Mistake 2: Using AI-sounding filler phrases
Watch for: "elevate your experience," "perfect for any occasion," "designed with you in mind," "high-quality craftsmanship." These phrases mean nothing. They're what AI defaults to when it doesn't have real information to work with. If any of these appear in your output, that's a signal to add more specifics to your prompt — and to delete the phrase.

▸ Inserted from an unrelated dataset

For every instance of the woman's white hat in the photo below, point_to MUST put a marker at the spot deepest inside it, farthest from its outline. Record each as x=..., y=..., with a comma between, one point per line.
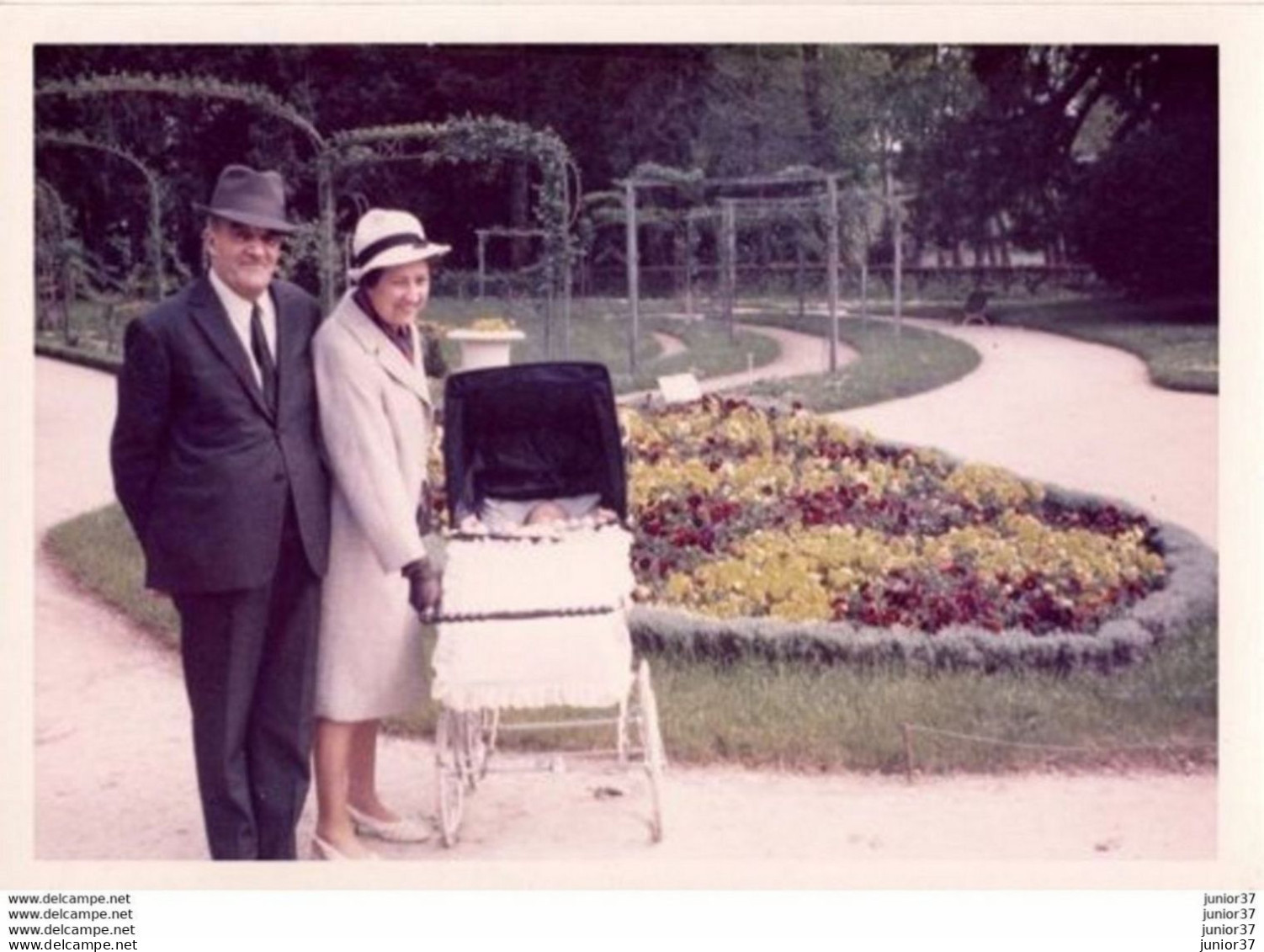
x=385, y=238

Mistake 3: Writing the same description for every variant
If you sell the same jacket in 8 colors, you don't need 8 identical descriptions with only the color name changed. But you can write one base description and ask AI to lightly customize each variant — emphasizing mood, styling, or occasion by color. "Burnt orange is our best seller for fall layers. The slate grey disappears under a blazer." Small differences matter.
Mistake 4: Skipping the review step
AI occasionally makes things up. It might claim your product is "machine washable" if you didn't specify, or describe a material incorrectly. Every description needs a human eye before it goes live. Build the review step into your process, not as an afterthought.
Mistake 5: Never updating
Product descriptions aren't set-and-forget. If a product gets new reviews mentioning specific benefits, update the description to reflect them. If a competitor is ranking above you for a keyword, revisit the copy. Treat your product pages as living assets — AI makes updating them fast enough that there's no excuse to leave old copy in place.